Он уже не ходил по вечерам к Ане, как это бывало до той истории. Но, узнав, что Джеордже тем временем стал увиваться за девушкой, пришел в бешенство, бушевал целый день, вконец разругался с отцом и чуть не вздул его за то, что тот уродил его бездольным. После, молчаливый и угрюмый, выпил в одиночку на приспе у Аврума чарку ракии. У него мутился разум при одной мысли, что Джеордже, завладев землями Василе Бачу, станет еще зажиточнее, а он так и останется нищим, беднее всякого батрака.
Ану он встречал иногда, но не заговаривал с ней. Здравствовался, как и всяк другой. Девушка страдальчески улыбалась… Может быть, он вовсе и не желанный ей? Может, вся ее любовь только померещилась ему? И неспроста Василе Бачу с недавних пор что-то уж больно набивается к нему на дружбу, значит, теперь не опасается…

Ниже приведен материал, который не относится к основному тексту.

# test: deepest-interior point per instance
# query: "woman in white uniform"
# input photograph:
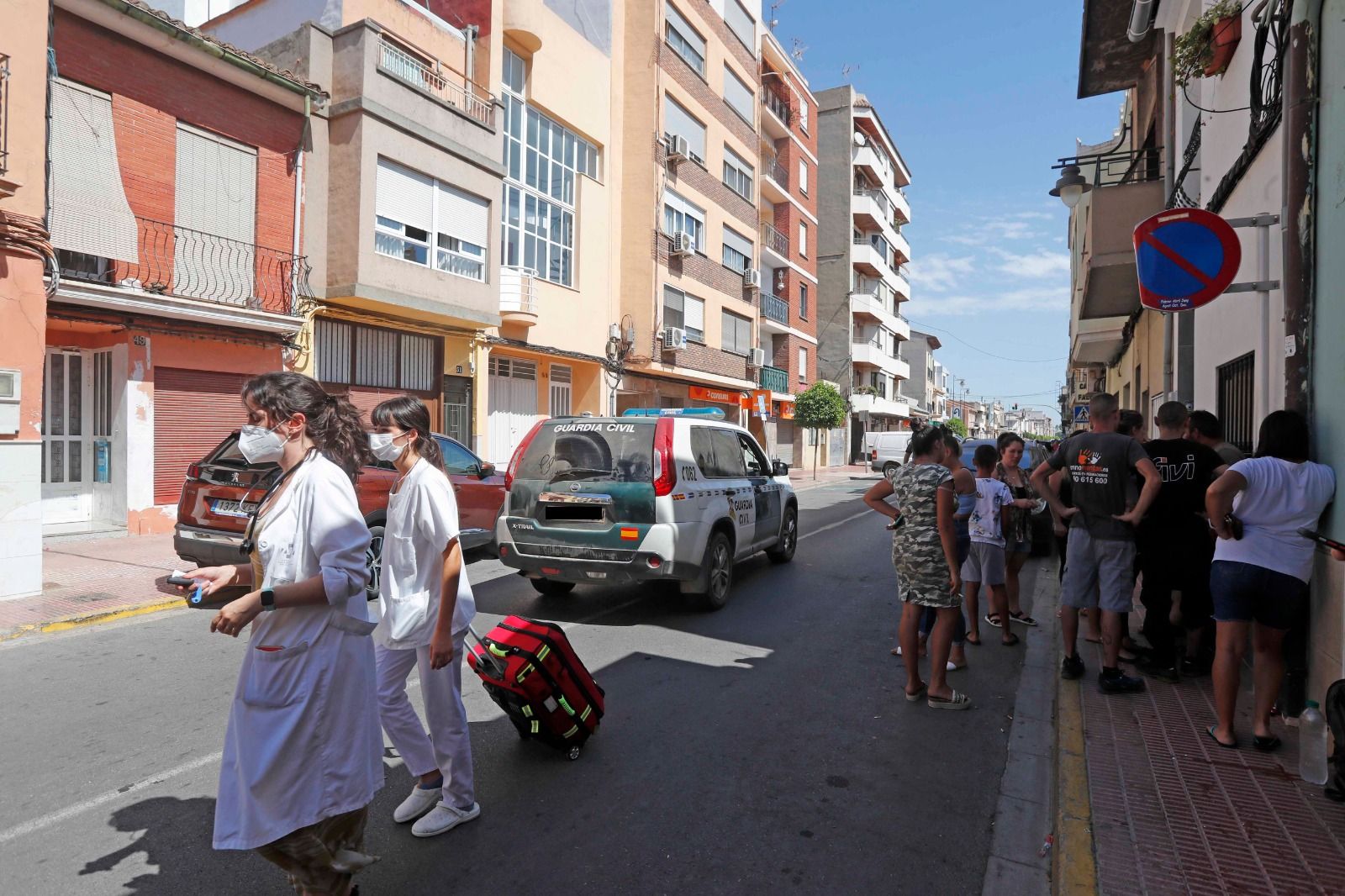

Как-то в субботний вечер он пробыл с парнями у корчмы до полуночи. Был он очень весел, сам не знал с чего, наигрывал на листике, а все подкрикивали и приплясывали. Из десятка голосов ему слышался один только голос Джеордже, резкий и сиплый, точно у старого петуха. В серых потемках ясно, как днем, Ион различал его средь других — пузастый, он неуклюже топтался на месте… И таким он казался уморительным, что Ион прыснул со смеху… Когда расходились, Ион стал следить, куда он пойдет. Джеордже прошел перед домом Василе Бачу, посмотрел, посмотрел, отрывисто свистнул, как бы спрашивая что-то, потом, не получив ответа, пошел дальше ленивой развальцей… Сердце Иона буйно заколотилось от радости. Он облегченно вздохнул и тут же решил зайти к Ане, поблагодарить ее и попросить прощенья. А все-таки прошел мимо ее дома, не останавливаясь. Припустился по Притыльной улице, торопясь, в радостном возбуждении, и проскользнул во двор Максимовой вдовы. Две огромные овчарки, с доброго телка, гавкнули два раза, потом узнали его и стали ластиться к нему. Он подкрался к окошку и три раза тукнул в стекло, легонько, как ветер. Потом сел на приспу и стал ждать. Одна из собак подошла к нему, лизнула его узловатые руки и положила ему на колени голову. Мысли Иона были так путанны, что он даже не пытался разобраться в них. Только сердце по-прежнему трепетало живой радостью… Потом дверь из сеней бесшумно отворилась. Вышла Флорика, в одной рубашке, спокойная, как светлое видение.